Metsu was diagnosed with colon cancer while in charge of the Cheetahs this time last year and, with it spreading to the secondary stage in his liver and lungs, he was informed it was terminal.

He duly resigned from his position at Zabeel Stadium here to convalesce from chemotherapy and focus his attention on making a recovery. He told French newspaper L’Equipe in July that he had already been given only three months to live and that he was “playing the match” of his life.

“Today, I can watch my children grow up and I have had nine months of happiness at their side and it’s so much better than football,” added Metsu, who said at that time he was taking strength for Eric Abidal’s recovery from liver cancer. Metsu, who was 59, leaves a wife – Viviane – and three young children.

His former captain at Wasl, Australian national team skipper Lucas Neill, led the tributes, tweeting: “Very sad to hear Bruno Metsu has lost his battle with cancer. A great coach, a great man and a wonderful servant to world football. RIP mon ami.”

The Frenchman will mostly be remembered for guiding Senegal to the quarter-finals of the 2002 World Cup in Japan and South Korea, where they stunned Metsu’s native country in the group stages before eliminating Sweden in the last 16. They were eventually eliminated 1-0 by third-placed Turkey.

He also led Al Ain to AFC Champions League success a year later prior to taking the UAE national team to their first-ever Gulf Cup triumph in 2007.

Metsu took up coaching in 1987 at the end of an unspectacular playing career that spanned Belgium and France with spells at Anderlecht, Beauvais, Dunkerque, Lille, Nice, Roubaix and Valenciennes.

He cut his managerial teeth with Beauvais, where he was the assistant manager and then head coach before stints at two other former clubs in Lille and Valenciennes.

His grounding in French football continued with Sedan and Valence until his first-ever, fleeting experience in international football with Guinea.

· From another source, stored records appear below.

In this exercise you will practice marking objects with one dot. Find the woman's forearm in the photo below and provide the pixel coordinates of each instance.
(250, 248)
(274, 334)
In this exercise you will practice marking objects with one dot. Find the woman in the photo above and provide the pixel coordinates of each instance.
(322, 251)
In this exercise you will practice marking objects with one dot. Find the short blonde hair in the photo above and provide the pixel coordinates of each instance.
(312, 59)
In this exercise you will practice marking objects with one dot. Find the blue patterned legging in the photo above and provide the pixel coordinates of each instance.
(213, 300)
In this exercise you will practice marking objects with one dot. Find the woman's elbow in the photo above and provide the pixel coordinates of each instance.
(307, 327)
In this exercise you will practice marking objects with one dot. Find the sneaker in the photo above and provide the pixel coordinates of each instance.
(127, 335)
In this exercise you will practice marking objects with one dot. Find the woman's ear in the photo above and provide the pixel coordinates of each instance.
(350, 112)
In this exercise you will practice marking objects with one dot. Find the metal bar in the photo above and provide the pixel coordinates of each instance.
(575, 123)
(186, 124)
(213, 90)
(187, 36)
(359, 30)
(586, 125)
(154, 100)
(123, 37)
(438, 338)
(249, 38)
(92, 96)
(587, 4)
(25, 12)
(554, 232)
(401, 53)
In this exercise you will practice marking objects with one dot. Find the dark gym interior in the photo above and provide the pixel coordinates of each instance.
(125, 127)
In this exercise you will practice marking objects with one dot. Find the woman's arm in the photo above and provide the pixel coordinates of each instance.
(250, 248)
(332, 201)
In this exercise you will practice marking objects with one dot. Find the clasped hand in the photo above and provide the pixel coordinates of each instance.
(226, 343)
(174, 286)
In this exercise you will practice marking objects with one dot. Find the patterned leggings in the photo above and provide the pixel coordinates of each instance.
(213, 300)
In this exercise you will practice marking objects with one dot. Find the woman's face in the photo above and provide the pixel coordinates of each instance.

His subsequent heroics with the Senegalese in Asia unsurprisingly strengthened his coaching credentials on this continent and he soon became a mainstay in Gulf football circles.

He managed Al Ain, Al Gharafa (Doha, Qatar), Al Ittihad (Jeddah, Saudi Arabia), the UAE, Qatar, Al Gharafa (again) and Wasl in the decade between 2002 and 2012.

During his time in the Middle East, he converted to Islam and was latterly known as Abdul Karim. His passing, on the holy day of Eid Al Adha, comes just a week after that of Jose ‘Mehdi’ Faria, 80, who oversaw Morocco’s progression to the World Cup knockout stages in Mexico ’86 – the inaugural African team to do so.

They were the forerunners for Cameroon (1990), Nigeria (1994 and 1998), Ghana (2006 and 2010) and – of course – Metsu’s Senegal (2002).